The morning after a rooftop confession always felt like waking from a dream Sol wasn’t supposed to have.
The sun filtered through his cracked window, slipping past old movie posters and sketch-pinned walls. The light touched the edges of a life barely held together—piles of courier uniforms, a battered duffel bag, and cans of spray paint hidden behind a loose panel under the floorboards. A single alarm clock buzzed with the urgency of a city that never slowed down.
6:00 a.m.
Sol dragged himself out of bed, rubbing the stiffness from his shoulder. Last night’s painting hadn’t come without risk. He’d left a piece of himself on that wall—and a sketch on a stranger’s balcony. He hadn’t planned that part. Something about that girl… the way she looked at him. Like she wasn’t afraid to see.

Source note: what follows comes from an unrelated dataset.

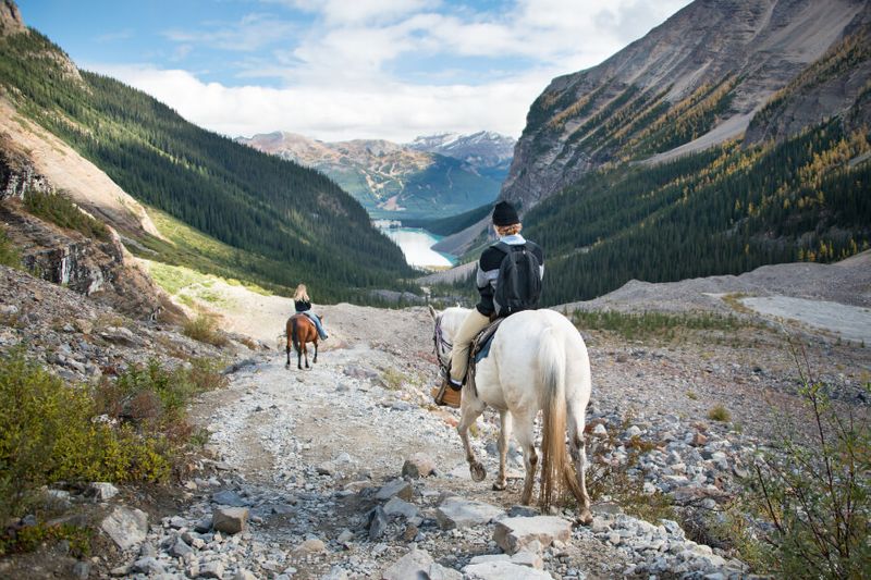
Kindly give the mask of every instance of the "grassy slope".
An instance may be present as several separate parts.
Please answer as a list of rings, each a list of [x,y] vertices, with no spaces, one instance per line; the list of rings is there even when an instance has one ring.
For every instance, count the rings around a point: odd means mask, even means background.
[[[223,262],[236,276],[306,281],[335,300],[365,299],[366,288],[409,274],[400,249],[333,182],[203,131],[121,83],[77,79],[66,62],[38,33],[3,38],[0,85],[127,193],[241,251]]]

He pulled on his courier jacket, the back patch half-torn, then stuffed his sketchpad into his side pouch and slung his duffel over one shoulder. The apartment was quiet—too quiet.
“Cami?” he called out, heading into the kitchen.
His twelve-year-old sister sat at the small table, spooning instant oats into a chipped bowl. Her dark hair was pulled into a messy braid, her uniform slightly wrinkled.
“Hey,” she said without looking up. “Your boss called. Again.”
Sol grimaced. “How mad?”
“He didn’t yell. Yet.”
That was a blessing. Mr. Torrin at the delivery hub wasn’t known for patience. He was known for docking pay over two-minute delays and cursing in three languages.
Sol grabbed a half-burnt piece of toast from the counter and ruffled Cami’s hair. “You going to school okay?”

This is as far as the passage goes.